Matej told his friend Clare the following properties about his favourite number:
It is a positive seven-digit integer.
It contains each of the digits from \(1\) through \(7\) exactly once.
The first digit is not \(1\).
The second digit is not \(2\).
Clare then wrote down a number satisfying all these properties. What is the probability that the number Clare wrote was Matej’s favourite number?
Let \(abcdefg\) represent any seven-digit number where \(a\), \(b\), \(c\), \(d\), \(e\), \(f\), and \(g\) are different digits from \(1\) through \(7\).
Note that this solution uses factorial notation, as in \(4 \times 3 \times 2 \times 1 = 4!\). In general, if \(n\) is a positive integer, then \(n! = n \times (n-1) \times (n-2) \times \cdots \times 3 \times 2 \times 1\). We now proceed with two different approaches to solving the problem.
Solution 1
In this solution we determine the number of possible numbers that Clare could have written down directly. Thus, Clare’s number is of the form \(abcdefg\) where \(a \ne 1\) and \(b \ne 2\). We consider the following two cases:
Case 1: \(a=2\)
In this case, there are \(6\) choices for the digit \(b\), \(5\) choices for the digit \(c\), \(4\) choices for the digit \(d\), \(3\) choices for the digit \(e\), \(2\) choices for the digit \(f\), and \(1\) choice for the digit \(g\). Thus, there are \(6 \times 5 \times 4 \times 3 \times 2 \times 1 = 6!\) possibilities when \(a=2\).
Case 2: \(a \ne 2\)
In this case, there are \(5\) choices for the digit \(a\) (since we also have \(a \ne 1\)). Once digit \(a\) is chosen, there are \(5\) choices for the digit \(b\) (since we have \(b \ne 2\) and \(b\ne a\)), \(5\) choices for the digit \(c\), \(4\) choices for the digit \(d\), \(3\) choices for the digit \(e\), \(2\) choices for the digit \(f\), and \(1\) choice for the digit \(g\). Thus, there are \(5 \times 5 \times 5 \times 4 \times 3 \times 2 \times 1 = 25 \times 5!\) possibilities when \(a \ne 2\).

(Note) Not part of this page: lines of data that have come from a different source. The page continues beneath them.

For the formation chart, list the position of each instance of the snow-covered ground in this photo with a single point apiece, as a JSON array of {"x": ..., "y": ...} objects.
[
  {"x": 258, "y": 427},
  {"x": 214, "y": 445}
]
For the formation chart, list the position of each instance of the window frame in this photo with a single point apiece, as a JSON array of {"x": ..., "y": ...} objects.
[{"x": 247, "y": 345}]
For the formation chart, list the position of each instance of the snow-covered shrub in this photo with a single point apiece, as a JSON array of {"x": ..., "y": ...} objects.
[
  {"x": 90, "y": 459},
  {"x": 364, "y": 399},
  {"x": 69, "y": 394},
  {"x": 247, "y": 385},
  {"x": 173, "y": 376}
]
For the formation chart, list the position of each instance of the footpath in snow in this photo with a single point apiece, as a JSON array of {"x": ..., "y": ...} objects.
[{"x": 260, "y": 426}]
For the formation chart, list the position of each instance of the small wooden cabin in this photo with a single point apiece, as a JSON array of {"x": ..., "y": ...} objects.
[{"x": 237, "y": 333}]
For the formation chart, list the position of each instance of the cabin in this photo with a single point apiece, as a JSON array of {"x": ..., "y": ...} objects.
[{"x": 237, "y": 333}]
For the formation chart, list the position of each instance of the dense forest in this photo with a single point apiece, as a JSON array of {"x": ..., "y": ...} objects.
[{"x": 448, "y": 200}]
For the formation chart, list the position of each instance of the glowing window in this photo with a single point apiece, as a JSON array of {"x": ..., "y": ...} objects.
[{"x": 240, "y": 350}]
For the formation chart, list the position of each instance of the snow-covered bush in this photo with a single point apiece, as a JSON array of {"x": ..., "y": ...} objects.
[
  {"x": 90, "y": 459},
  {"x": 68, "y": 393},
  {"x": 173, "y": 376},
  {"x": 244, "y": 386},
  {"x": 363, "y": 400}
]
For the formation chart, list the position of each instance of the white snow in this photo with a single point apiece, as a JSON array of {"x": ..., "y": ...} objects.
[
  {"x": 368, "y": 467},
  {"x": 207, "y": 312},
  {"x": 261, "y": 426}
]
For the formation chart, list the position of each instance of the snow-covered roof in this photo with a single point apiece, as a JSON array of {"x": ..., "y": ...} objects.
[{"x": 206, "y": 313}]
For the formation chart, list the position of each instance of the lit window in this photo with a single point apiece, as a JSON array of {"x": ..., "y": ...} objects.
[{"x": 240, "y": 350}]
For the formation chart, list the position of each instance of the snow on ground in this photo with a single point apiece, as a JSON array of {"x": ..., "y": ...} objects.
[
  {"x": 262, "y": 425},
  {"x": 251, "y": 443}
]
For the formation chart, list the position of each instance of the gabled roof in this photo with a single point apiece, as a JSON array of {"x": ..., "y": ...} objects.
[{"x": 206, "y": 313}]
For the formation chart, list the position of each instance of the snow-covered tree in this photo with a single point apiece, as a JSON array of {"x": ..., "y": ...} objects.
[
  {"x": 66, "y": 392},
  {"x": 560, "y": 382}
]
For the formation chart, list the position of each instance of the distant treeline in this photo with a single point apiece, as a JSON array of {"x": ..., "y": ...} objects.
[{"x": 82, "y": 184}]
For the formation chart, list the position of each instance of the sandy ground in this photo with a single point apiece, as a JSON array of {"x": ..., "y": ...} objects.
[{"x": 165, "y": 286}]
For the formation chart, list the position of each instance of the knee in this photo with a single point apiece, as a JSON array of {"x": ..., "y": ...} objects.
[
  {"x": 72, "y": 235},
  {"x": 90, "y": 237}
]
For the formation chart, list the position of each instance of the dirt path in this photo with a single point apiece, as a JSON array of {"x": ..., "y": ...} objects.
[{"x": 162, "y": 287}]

Thus, the total number of possible numbers Claire could have written down is \(6! + 25 \times 5! = 3720\). Since only one of these is Matej’s favourite number, the probability that the number Clare wrote was Matej’s favourite number is \(\frac{1}{3720}\).
Solution 2
In this solution we determine the number of possible numbers that Clare could have written down indirectly.
First, we determine the total number of numbers of the form \(abcdefg\) where \(a\), \(b\), \(c\), \(d\), \(e\), \(f\), and \(g\) are different digits from \(1\) through \(7\). There are \(7\) choices for the digit \(a\), \(6\) choices for the digit \(b\), \(5\) choices for the digit \(c\), \(4\) choices for the digit \(d\), \(3\) choices for the digit \(e\), \(2\) choices for the digit \(f\), and \(1\) choice for the digit \(g\). Thus, there are \(7 \times 6 \times 5 \times 4 \times 3 \times 2 \times 1 = 7!\) possibilities.
Next, we determine the number of possible seven-digit numbers of the form \(abcdefg\) where \(a = 1\) and/or \(b = 2\). We consider the following two cases:
Case 1: \(a=1\)
In this case, there are \(6\) choices for the digit \(b\), \(5\) choices for the digit \(c\), \(4\) choices for the digit \(d\), \(3\) choices for the digit \(e\), \(2\) choices for the digit \(f\), and \(1\) choice for the digit \(g\). Thus, there are \(6 \times 5 \times 4 \times 3 \times 2 \times 1 = 6!\) possibilities when \(a=1\).
Case 2: \(a \ne 1\) and \(b=2\)
In this case, there are \(5\) choices for the digit \(a\), \(5\) choices for the digit \(c\), \(4\) choices for the digit \(d\), \(3\) choices for the digit \(e\), \(2\) choices for the digit \(f\), and \(1\) choice for the digit \(g\). Thus, there are \(5 \times 5 \times 4 \times 3 \times 2 \times 1 = 5 \times 5!\) possibilities when \(a \ne 1\) and \(b=2\).
Thus, the total number of possible numbers Claire could have written down is \(7! - 6! - 5 \times 5! = 3720\). Since only one of these is Matej’s favourite number, the probability that the number Clare wrote was Matej’s favourite number is \(\frac{1}{3720}\).